While the department has helped a staggering 38,500 travellers return to Australia over the past year, yet another 44,000 are still registered as either seeking to return or in need of consular assistance.
Adding further to the struggles is the risk of infected foreign nationals arriving in WA via freight carriers, in which the department has previously acted as an intermediary between federal government agencies, and the risk of infection for the department’s servicemen in 121 missions globally, who for the most part remain locked down in their host countries.
Where economic prosperity is concerned, Ms Hooper refers to the department’s active role in helping share information on the disease, including infection management and treatment, as well as progress on vaccine development.
As for the health of the region, the federal government has already pledged to spend $80 million to support vaccine access in 94 lower-income countries.
With rollout of AstraZeneca’s vaccine now imminent, conversations are likely to shift to how Australia can throw its weight behind economic recovery in the region.
“Initially it was around the virus itself, the PPE, vaccines, collaborations and scientific work, but (now we are) very much pivoting into economic recovery,” Ms Hooper said.
“How do we work to avoid millions of people slipping back into poverty, and the terrible toll on human development that comes from school closures, industry shutdowns and unemployment around the world?”
Hard as that question may be to address, answering it is further complicated by Australia’s fraying ties with China.
For its part, China’s has already telegraphed its intention to play hardball with Australia in 2021, following a series of punitive tariffs applied to the country’s beef, barely and wine exports throughout last year.

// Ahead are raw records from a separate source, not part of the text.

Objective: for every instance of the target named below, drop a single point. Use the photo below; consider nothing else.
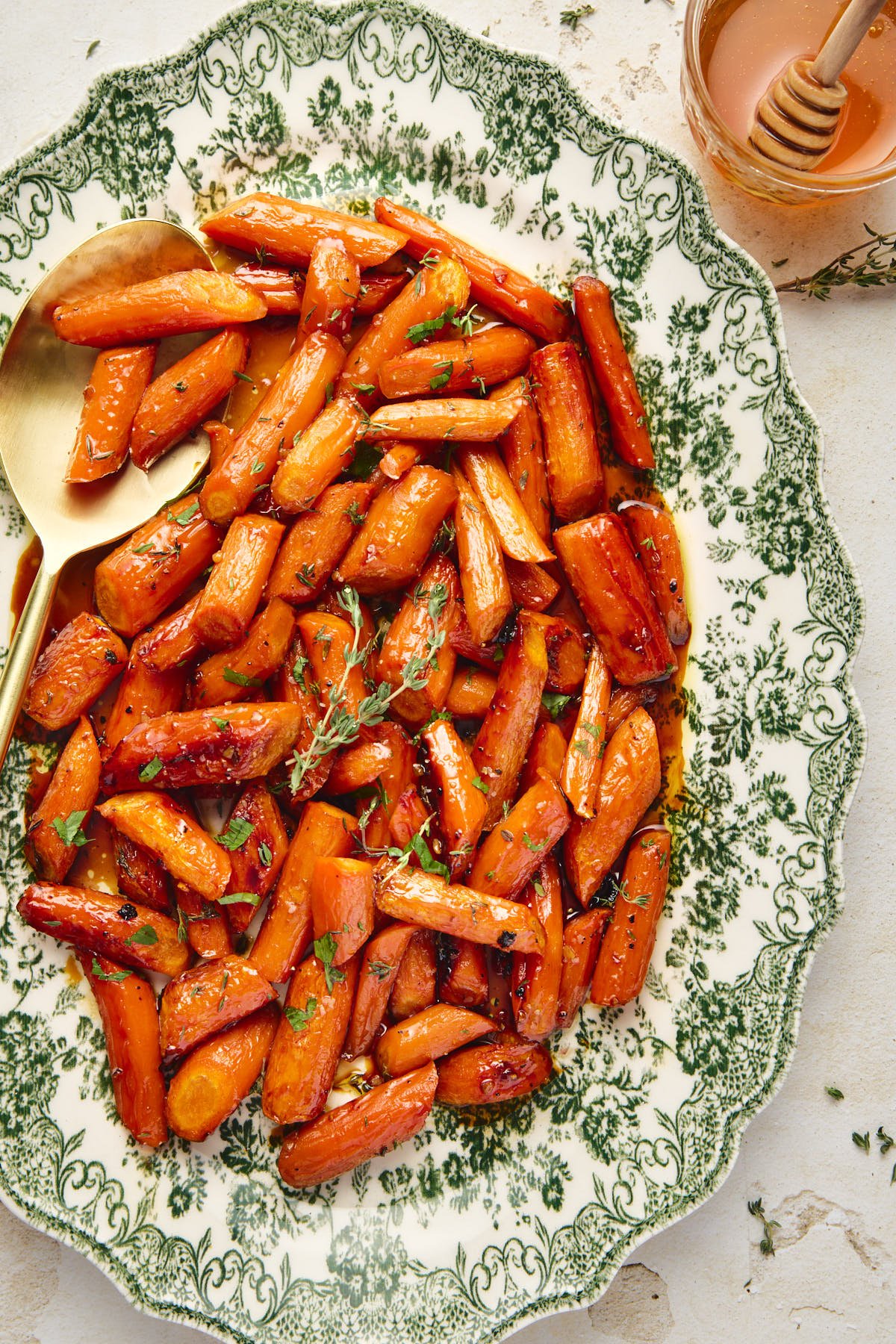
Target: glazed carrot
(151, 570)
(485, 1074)
(435, 293)
(287, 930)
(415, 981)
(507, 292)
(428, 1035)
(536, 977)
(220, 1074)
(375, 979)
(317, 541)
(401, 526)
(457, 366)
(55, 831)
(581, 942)
(233, 673)
(287, 230)
(571, 447)
(129, 1018)
(203, 747)
(317, 456)
(112, 396)
(628, 944)
(361, 1129)
(74, 668)
(656, 542)
(180, 398)
(487, 593)
(458, 420)
(422, 898)
(343, 905)
(629, 784)
(331, 289)
(516, 847)
(308, 1043)
(134, 936)
(237, 581)
(287, 409)
(613, 371)
(169, 305)
(615, 598)
(160, 826)
(507, 730)
(461, 794)
(583, 764)
(206, 999)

Some reporting indicates the country will diversify its stream of iron ore imports away from Australia and Brazil by the middle of the decade, focusing greater attention on untapped deposits throughout the African continent.
WA’s reliance on Chinese buyers is well-known by this point, with DFAT estimating the country buys about one in four of Australia’s exports.
With iron ore figuring prominently as a segment of that, some ministers in the state government have repeatedly chided the federal government’s willingness to criticise China at the expense of WA’s economy.
Treasurer Ben Wyatt suggested in his final speech to state parliament last year it was foolish to associate foreign investment with political influence.
While these conversations have taken on an increasingly political inflection in the past year, Ms Hooper is firm in the belief there is a positive story to tell when it comes to trade in the region.
For one, she notes that approximately one in five Australian jobs are dependent on international trade, and so it is important for the country – and, by extension, WA – to actively engage on such matters.
As an example, she cites a recent decision from China to relax quotas on importing Australian wool, a boon for WA producers given they export about 88 per cent of their product to the country.
“This is a good news story for Western Australian industry,” Ms Hooper said.
“It’s good for us to know because it paints the story better about what’s going on in our trade relationship.
“It’s not all bad.”
China’s prosperity and growth has generally been viewed as influential to Australia’s economic growth, particularly in the aftermath of the GFC.
With that in mind, Ms Hooper is eager to see that trade relationship fostered and upheld.
COVID-19 will continue to be a risk, she concedes, as global cooperation is confronted with a once-in-a-lifetime practical impediment.
Still, as she considers the scope of challenges facing Australia over the coming year, Ms Hooper’s belief in the importance of global cooperation has only been strengthened by the challenges she’s faced.
“We continue to believe that our prosperity and security is ensured through an open, inclusive, rules-based global environment,” she said.
“How do we further that?
“What are the sorts of partnerships, and what are the areas of concern, where we can build coalitions to shape outcomes for that environment which is in concert with our national interest?”